BME Seminar Series: Anant Agrawal, M.S. Candidate

Porous Nanocrystalline Silicon Membranes as Highly Permeable and Molecularly Thin Substrates for Cell Culture Applications

Abstract

Porous nanocrystalline silicon (pnc-Si) is new type of silicon material with potential uses in lab-on-a-chip devices, cell culture, tissue engineering, biosensing and drug delivery. The pnc-Si material is a 15 nm thin, free-standing, nanoporous membrane made with highly scalable silicon manufacturing. Because pnc-Si membranes are approximately 1000 times thinner than any polymeric membrane, the permeability of pnc-Si to small solutes is orders-of-magnitude greater than conventional materials. As cell culture substrates, pnc-Si membranes could overcome the shortcomings of membrane materials used in commercial transwell devices and enable new types of culture devices for the precise control and manipulation of cellular microenvironments. The current study investigates the feasibility of pnc-Si as a cell culture substrate by comparing cell adhesion, morphology, growth kinetics and viability on pnc-Si to conventional tissue culture substrates. By each of these metrics, the behaviors of both immortalized cells (3T3-L1 fibroblast cell line) and primary vascular endothelial cells (HUVEC) were found to be highly similar on pnc-Si, polystyrene and glass.

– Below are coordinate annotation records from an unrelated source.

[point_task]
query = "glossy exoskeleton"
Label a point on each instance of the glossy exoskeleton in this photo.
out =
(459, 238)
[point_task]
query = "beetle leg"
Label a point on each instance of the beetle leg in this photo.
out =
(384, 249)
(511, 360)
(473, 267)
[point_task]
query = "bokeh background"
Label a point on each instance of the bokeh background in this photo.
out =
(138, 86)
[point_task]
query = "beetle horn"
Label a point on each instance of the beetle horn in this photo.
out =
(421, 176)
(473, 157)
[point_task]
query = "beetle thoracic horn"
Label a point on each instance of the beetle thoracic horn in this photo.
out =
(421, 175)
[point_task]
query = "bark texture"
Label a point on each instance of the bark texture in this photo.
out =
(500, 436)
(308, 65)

Significantly, pnc-Si was found to dissolve in cell culture media over several days without cytotoxic effects and membrane stability could be tuned by modifying the density of a superficial native oxide layer through post production rapid thermal processing and additional surface treatment like aminosilanization. The adhesion of HUVEC to treated pnc-Si transwell hybrids was found to be comparable to commercial transwells. To demonstrate one of the novel experiments enabled by pnc-Si: co-culture across a molecularly-thin highly permeable membrane, different populations of neutrophils were attached to opposite sides of pnc-Si membranes and imaged via fluorescence microscopy. Collectively, the results establish pnc-Si as a viable new substrate for cell culture and a new type of degradable biomaterial. Pnc-Si membranes should find many uses in bioscience including the study of molecular transport through cell monolayers, as molecularly thin dividers for the study of cell-cell communication, and as biodegradable scaffolds for three-dimensional tissue constructs.